Espera-se que este tema não seja ignorado pela atenção política e mediática que, necessariamente, teremos de dar ao caso “Galamba”. Por vezes, nas relações pessoais e profissionais, existem discórdias e divergências, que podem conduzir a conflitos insanáveis e ruturas. O Estado português e o Governo, seguramente, não estão imunes à degradação das relações de confiança entre os membros que o integram. Por isso é que a devolução de um ou dois computadores não deveria ser um problema político ou de relevância nacional, por mais informação classificada que os mesmos pudessem incluir. No plano legal e técnico, não falta legislação e boas práticas a que Portugal está vinculado, que servem para garantir que a proteção da informação sensível do Estado português não está à mercê do arbítrio e das desinteligências entre governantes e os seus gabinetes ou, até, da captura da mesma para fins pessoais. Das duas, uma: ou um ministro e o seu staff direto com a responsabilidade da pasta das infraestruturas, ignoram por completo as regras de manuseamento de informação classificada em vigor no seu Ministério (e a que o Estado e o Governo português estão vinculados); ou o grau de desorganização é de tal forma que informação classificada fica em risco à mais pequena tensão entre duas pessoas com responsabilidades políticas, estando a soberania nacional dependente dos seus humores e da sua boa ou má vontade. A terceira hipótese, impronunciável pela sua gravidade, é que se esteja a utilizar uma suposta existência de informação classificada na posse de um adjunto para suportar uma intervenção do SIS com o único objetivo de garantir que comunicações pessoais e documentação que suporta processos de inquérito em curso não ficam “nas mãos do inimigo” político. Certo é que, em 2023, a recusa da devolução de um computador por parte de um adjunto deveria resolver-se, não chamando Serviços de Informações do Estado, próprio de Estados totalitários ou democracias musculadas, mas simplesmente cancelando a VPN de acesso ao sistema de gestão documental e/ou, nos casos em que houvesse documentos guardados na memória do computador portátil, da password de acesso aos mesmos, documentos esses que nunca deveriam poder ser abertos, offline, sem password, sem registo de consulta, e em geolocalizações não autorizadas.

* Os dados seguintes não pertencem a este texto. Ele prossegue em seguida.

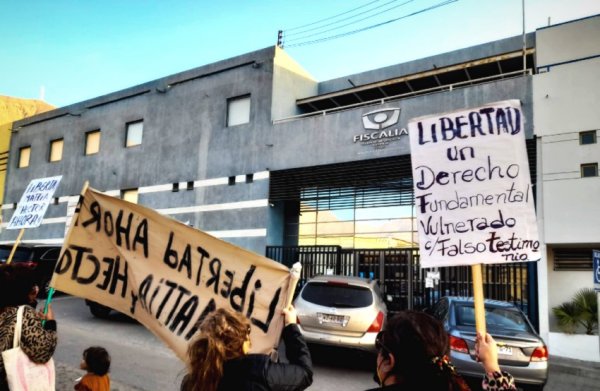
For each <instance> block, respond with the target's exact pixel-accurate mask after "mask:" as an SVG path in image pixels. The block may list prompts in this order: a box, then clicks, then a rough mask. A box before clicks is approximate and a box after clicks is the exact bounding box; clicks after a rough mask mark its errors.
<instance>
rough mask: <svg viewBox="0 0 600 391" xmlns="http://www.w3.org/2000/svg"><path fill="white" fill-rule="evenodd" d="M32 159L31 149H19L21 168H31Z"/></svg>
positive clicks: (24, 148)
mask: <svg viewBox="0 0 600 391" xmlns="http://www.w3.org/2000/svg"><path fill="white" fill-rule="evenodd" d="M30 157H31V147H22V148H21V149H19V168H25V167H29V158H30Z"/></svg>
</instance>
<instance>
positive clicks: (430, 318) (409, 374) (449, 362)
mask: <svg viewBox="0 0 600 391" xmlns="http://www.w3.org/2000/svg"><path fill="white" fill-rule="evenodd" d="M477 342H478V344H477V345H478V346H477V354H478V358H479V361H480V362H481V363H482V364H483V367H484V368H485V371H486V376H485V378H484V379H483V382H482V388H483V389H484V390H516V388H515V385H514V380H513V378H512V376H511V375H510V374H508V373H506V372H500V367H499V366H498V354H497V351H496V344H495V342H494V340H493V339H492V337H491V336H490V335H489V334H487V335H486V337H485V338H481V336H479V338H478V339H477ZM375 346H376V348H377V351H378V354H377V367H376V371H377V373H376V374H375V381H376V382H377V383H378V384H380V386H381V388H374V389H372V390H370V391H375V390H378V389H384V390H390V391H392V390H428V391H468V390H470V388H469V386H468V384H467V383H466V382H465V380H464V379H463V378H462V377H461V376H460V375H459V374H458V373H456V371H455V369H454V367H453V366H452V364H451V363H450V361H449V359H448V353H449V352H448V350H449V342H448V334H447V333H446V331H445V330H444V326H443V325H442V324H441V323H440V322H439V321H438V320H437V319H435V318H434V317H432V316H430V315H428V314H426V313H424V312H417V311H403V312H400V313H399V314H397V315H396V316H394V317H393V318H392V319H390V320H389V321H388V323H387V325H386V328H385V330H383V331H381V332H380V333H379V334H378V335H377V339H376V342H375Z"/></svg>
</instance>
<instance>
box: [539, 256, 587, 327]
mask: <svg viewBox="0 0 600 391" xmlns="http://www.w3.org/2000/svg"><path fill="white" fill-rule="evenodd" d="M549 247H550V246H549ZM593 282H594V279H593V275H592V271H591V270H584V271H564V270H563V271H554V259H553V255H552V249H551V248H549V249H548V287H549V289H548V311H549V315H550V316H549V320H550V331H559V330H560V329H559V328H558V326H557V323H556V319H555V317H554V315H553V314H552V308H553V307H556V306H559V305H561V304H562V303H564V302H565V301H570V300H571V299H572V298H573V296H574V295H575V293H577V291H579V290H580V289H582V288H593V287H594V283H593ZM578 331H579V332H583V331H584V330H583V328H580V329H579V330H578Z"/></svg>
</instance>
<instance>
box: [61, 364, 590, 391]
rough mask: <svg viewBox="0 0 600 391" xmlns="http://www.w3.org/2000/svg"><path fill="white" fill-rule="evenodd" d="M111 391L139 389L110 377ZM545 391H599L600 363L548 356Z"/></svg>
mask: <svg viewBox="0 0 600 391" xmlns="http://www.w3.org/2000/svg"><path fill="white" fill-rule="evenodd" d="M82 375H83V371H82V370H80V369H76V368H73V367H71V366H68V365H66V364H63V363H59V362H56V390H57V391H68V390H72V389H73V386H74V385H75V379H77V378H79V377H80V376H82ZM110 388H111V390H112V391H141V390H140V389H138V388H134V387H130V386H126V385H123V384H121V383H119V382H118V381H116V380H114V379H111V387H110ZM545 390H546V391H563V390H572V391H600V363H595V362H589V361H581V360H573V359H569V358H563V357H555V356H550V374H549V377H548V383H547V384H546V388H545Z"/></svg>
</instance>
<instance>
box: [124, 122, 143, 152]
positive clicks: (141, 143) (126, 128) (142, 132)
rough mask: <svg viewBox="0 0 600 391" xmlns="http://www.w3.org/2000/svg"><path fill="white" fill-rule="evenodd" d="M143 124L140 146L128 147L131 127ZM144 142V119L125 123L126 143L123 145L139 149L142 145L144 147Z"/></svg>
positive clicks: (125, 135) (131, 145)
mask: <svg viewBox="0 0 600 391" xmlns="http://www.w3.org/2000/svg"><path fill="white" fill-rule="evenodd" d="M138 123H141V124H142V139H141V140H140V143H139V144H134V145H127V139H128V138H129V137H128V136H129V126H131V125H135V124H138ZM143 140H144V119H143V118H141V119H136V120H135V121H129V122H125V140H124V141H125V142H124V143H123V144H124V145H125V148H135V147H139V146H140V145H142V143H143Z"/></svg>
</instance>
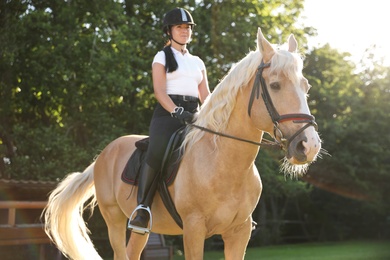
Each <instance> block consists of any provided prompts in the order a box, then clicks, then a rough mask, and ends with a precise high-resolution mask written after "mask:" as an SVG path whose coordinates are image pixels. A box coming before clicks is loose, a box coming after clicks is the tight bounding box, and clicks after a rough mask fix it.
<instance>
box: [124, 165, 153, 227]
mask: <svg viewBox="0 0 390 260" xmlns="http://www.w3.org/2000/svg"><path fill="white" fill-rule="evenodd" d="M156 177H157V171H156V170H154V169H153V168H152V167H150V166H149V165H148V164H145V165H144V166H143V168H142V171H141V174H140V178H139V182H138V194H137V203H138V206H137V207H136V208H135V210H134V211H133V213H132V214H131V216H132V215H133V214H134V213H137V216H136V217H135V218H134V219H129V223H128V226H127V228H128V229H131V230H132V231H133V232H136V233H140V234H145V233H149V231H150V230H149V229H148V223H149V219H150V215H151V212H150V207H151V205H152V202H153V197H154V194H155V192H156V188H157V178H156ZM130 218H131V217H130Z"/></svg>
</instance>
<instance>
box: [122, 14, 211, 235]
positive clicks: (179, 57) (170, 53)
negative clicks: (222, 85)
mask: <svg viewBox="0 0 390 260" xmlns="http://www.w3.org/2000/svg"><path fill="white" fill-rule="evenodd" d="M194 25H195V23H194V20H193V19H192V16H191V14H190V13H189V12H188V11H187V10H185V9H183V8H175V9H173V10H171V11H169V12H168V13H167V14H166V15H165V17H164V26H163V27H164V33H166V34H167V35H168V36H169V39H170V40H169V41H168V43H167V44H166V46H165V47H164V50H163V51H160V52H158V53H157V54H156V56H155V57H154V60H153V66H152V67H153V73H152V74H153V87H154V94H155V96H156V98H157V100H158V104H157V106H156V108H155V111H154V114H153V118H152V121H151V123H150V127H149V137H150V138H149V139H150V141H149V149H148V150H147V154H146V164H145V165H143V167H142V172H141V174H140V178H139V179H140V180H139V185H138V199H137V200H138V206H137V207H136V209H135V210H134V213H137V216H136V217H135V218H134V219H130V220H129V224H128V228H129V229H130V230H132V231H133V232H137V233H140V234H144V233H146V232H149V229H148V222H149V219H150V215H151V212H150V206H151V204H152V202H153V197H154V193H155V191H156V188H157V187H156V186H157V185H155V184H154V183H153V182H154V180H155V179H156V178H157V177H158V172H159V171H160V169H161V165H162V160H163V157H164V152H165V149H166V147H167V145H168V142H169V139H170V137H171V136H172V134H173V133H174V132H175V131H176V130H178V129H179V128H181V127H182V126H183V125H184V122H192V118H193V113H195V112H197V109H198V106H199V103H200V102H201V103H203V102H204V101H205V100H206V98H207V96H208V95H209V94H210V90H209V86H208V82H207V73H206V68H205V66H204V63H203V61H202V60H201V59H200V58H198V57H197V56H193V55H191V54H190V53H189V52H188V50H187V48H186V46H187V43H188V42H189V41H190V40H191V35H192V28H193V26H194ZM132 215H133V214H132Z"/></svg>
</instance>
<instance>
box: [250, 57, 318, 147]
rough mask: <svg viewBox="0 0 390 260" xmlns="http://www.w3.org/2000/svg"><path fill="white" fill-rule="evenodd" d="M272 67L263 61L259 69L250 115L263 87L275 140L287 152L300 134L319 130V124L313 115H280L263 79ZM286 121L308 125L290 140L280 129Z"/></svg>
mask: <svg viewBox="0 0 390 260" xmlns="http://www.w3.org/2000/svg"><path fill="white" fill-rule="evenodd" d="M270 66H271V63H264V61H263V60H262V61H261V64H260V65H259V67H258V68H257V72H256V79H255V82H254V83H253V87H252V92H251V96H250V99H249V104H248V115H249V116H251V110H252V105H253V102H254V100H255V96H256V99H259V96H260V86H261V96H262V98H263V101H264V104H265V107H266V108H267V111H268V114H269V115H270V117H271V119H272V122H273V124H274V139H275V141H276V142H277V143H279V144H280V146H281V148H282V149H283V150H287V149H288V146H289V145H290V143H291V141H292V140H293V139H294V138H295V137H297V136H298V135H299V134H300V133H302V132H303V131H304V130H305V129H306V128H308V127H310V126H313V127H314V128H315V129H316V130H317V129H318V126H317V123H316V122H315V118H314V116H312V115H308V114H301V113H297V114H285V115H279V113H278V111H276V108H275V106H274V104H273V103H272V99H271V96H270V94H269V92H268V89H267V85H266V83H265V79H264V77H263V70H264V68H268V67H270ZM286 121H293V123H297V124H301V123H306V124H305V125H304V126H303V127H301V128H300V129H299V130H298V131H297V132H296V133H295V134H293V135H292V136H290V138H288V139H286V138H285V137H284V135H283V132H282V130H281V129H280V128H279V124H280V123H283V122H286ZM277 133H278V134H279V136H280V142H278V141H277V139H276V137H277Z"/></svg>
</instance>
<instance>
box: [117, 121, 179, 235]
mask: <svg viewBox="0 0 390 260" xmlns="http://www.w3.org/2000/svg"><path fill="white" fill-rule="evenodd" d="M186 133H187V131H186V127H185V126H183V127H182V128H180V129H178V130H177V131H176V132H175V133H173V135H172V136H171V138H170V140H169V143H168V146H167V148H166V151H165V155H164V158H163V161H162V167H161V170H160V172H159V173H158V176H159V180H158V188H157V189H158V191H159V193H160V196H161V199H162V201H163V203H164V205H165V207H166V208H167V210H168V212H169V213H170V214H171V216H172V218H173V219H174V220H175V222H176V224H177V225H178V226H179V227H180V228H183V222H182V220H181V217H180V215H179V213H177V211H176V207H175V205H174V203H173V201H172V198H171V195H170V194H169V191H168V186H170V185H171V184H172V183H173V181H174V180H175V178H176V175H177V172H178V170H179V166H180V162H181V158H182V153H181V151H180V149H179V148H180V145H181V144H182V143H183V140H184V137H185V135H186ZM135 146H136V149H135V151H134V152H133V154H132V155H131V156H130V158H129V159H128V161H127V164H126V166H125V168H124V170H123V172H122V175H121V179H122V181H123V182H125V183H127V184H130V185H134V186H137V185H138V179H139V175H140V173H141V169H142V165H143V164H145V163H146V162H145V161H146V151H147V150H148V147H149V137H147V138H144V139H141V140H139V141H137V142H136V143H135Z"/></svg>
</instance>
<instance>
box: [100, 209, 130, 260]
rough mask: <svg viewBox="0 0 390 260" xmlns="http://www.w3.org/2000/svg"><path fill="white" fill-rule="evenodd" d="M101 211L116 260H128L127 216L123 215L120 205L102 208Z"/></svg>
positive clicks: (122, 212)
mask: <svg viewBox="0 0 390 260" xmlns="http://www.w3.org/2000/svg"><path fill="white" fill-rule="evenodd" d="M100 211H101V213H102V216H103V218H104V220H105V221H106V224H107V228H108V236H109V238H110V244H111V247H112V249H113V250H114V260H124V259H128V258H127V254H126V220H127V217H126V215H125V214H123V212H122V210H121V208H120V207H119V206H118V205H110V206H105V207H102V206H100Z"/></svg>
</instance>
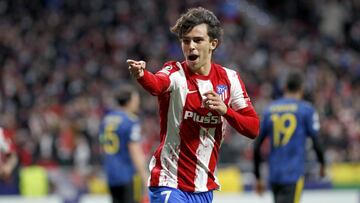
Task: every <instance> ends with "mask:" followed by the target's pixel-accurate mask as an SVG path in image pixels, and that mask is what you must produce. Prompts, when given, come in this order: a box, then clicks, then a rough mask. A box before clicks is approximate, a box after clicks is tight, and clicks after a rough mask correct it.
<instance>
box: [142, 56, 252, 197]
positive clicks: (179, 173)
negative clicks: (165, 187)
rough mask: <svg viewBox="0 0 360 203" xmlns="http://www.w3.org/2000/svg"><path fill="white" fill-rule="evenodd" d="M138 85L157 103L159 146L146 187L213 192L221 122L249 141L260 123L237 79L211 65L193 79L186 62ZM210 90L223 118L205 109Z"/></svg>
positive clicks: (148, 72)
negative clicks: (217, 105)
mask: <svg viewBox="0 0 360 203" xmlns="http://www.w3.org/2000/svg"><path fill="white" fill-rule="evenodd" d="M138 81H139V83H140V84H141V85H142V86H143V87H144V88H145V89H146V90H147V91H149V92H150V93H151V94H153V95H156V96H158V102H159V113H160V145H159V146H158V148H157V150H156V151H155V152H154V155H153V157H152V159H151V162H150V167H149V168H150V171H151V176H150V179H149V186H167V187H173V188H178V189H181V190H183V191H188V192H204V191H208V190H214V189H218V188H219V182H218V180H217V178H216V176H215V174H214V173H215V170H216V164H217V161H218V154H219V149H220V145H221V142H222V139H223V135H224V130H225V126H226V122H224V121H225V120H226V121H227V122H228V123H229V124H230V125H231V126H232V127H234V128H235V129H236V130H237V131H238V132H239V133H241V134H243V135H245V136H247V137H250V138H255V137H256V136H257V134H258V131H259V119H258V117H257V114H256V112H255V111H254V108H253V107H252V105H251V102H250V99H249V97H248V95H247V93H246V90H245V87H244V84H243V82H242V81H241V79H240V77H239V75H238V74H237V73H236V72H235V71H234V70H230V69H227V68H224V67H222V66H220V65H218V64H212V66H211V71H210V73H209V75H207V76H203V75H197V74H194V73H192V72H191V71H190V70H189V69H188V67H187V65H186V63H185V62H182V63H179V62H167V63H165V65H164V66H163V68H162V69H161V70H160V71H158V72H157V73H156V74H152V73H150V72H148V71H145V73H144V76H143V77H141V78H139V79H138ZM209 90H214V91H215V92H217V93H218V94H219V95H220V97H221V99H222V100H223V101H224V103H225V104H226V105H227V106H228V110H227V113H226V114H225V115H223V116H221V115H220V114H218V113H217V112H216V111H210V110H209V109H207V108H205V107H204V105H203V101H204V99H205V96H204V93H205V92H208V91H209Z"/></svg>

Há que averiguar, até às últimas consequências, se estamos perante abusos de poder, ausência de cumprimento de regras e procedimentos legais em vigor, ou se temos um problema grave de guarda de informação classificada no Governo. O Ministério das Infraestruturas tem, hoje, sob sua responsabilidade, dossiers de enorme importância, económica, soberana, e militar, como a estruturação do Porto de Sines como plataforma de entrada na Europa de gás, a privatização da TAP ou a localização do novo aeroporto. Se João Galamba entrou em pânico por sentir que informação classificada estaria em risco, ao ponto de alguém – importa saber quem – ter aparentemente acionado o SIS, em violação clara da separação dos poderes e da legalidade, então o que temos em mãos é muito mais grave do que um arrufo entre um PS em desagregação.

Espera-se que, por esta vez, o Presidente da República compreenda que, em ambos os casos, ele é o último garante da dignidade das instituições e da salvaguarda da lei. Da sua atuação, nesta fase, depende que, não obstante as fragilidades exibidas pelas instituições, possamos dizer que ainda vivemos num Estado de Direito democrático.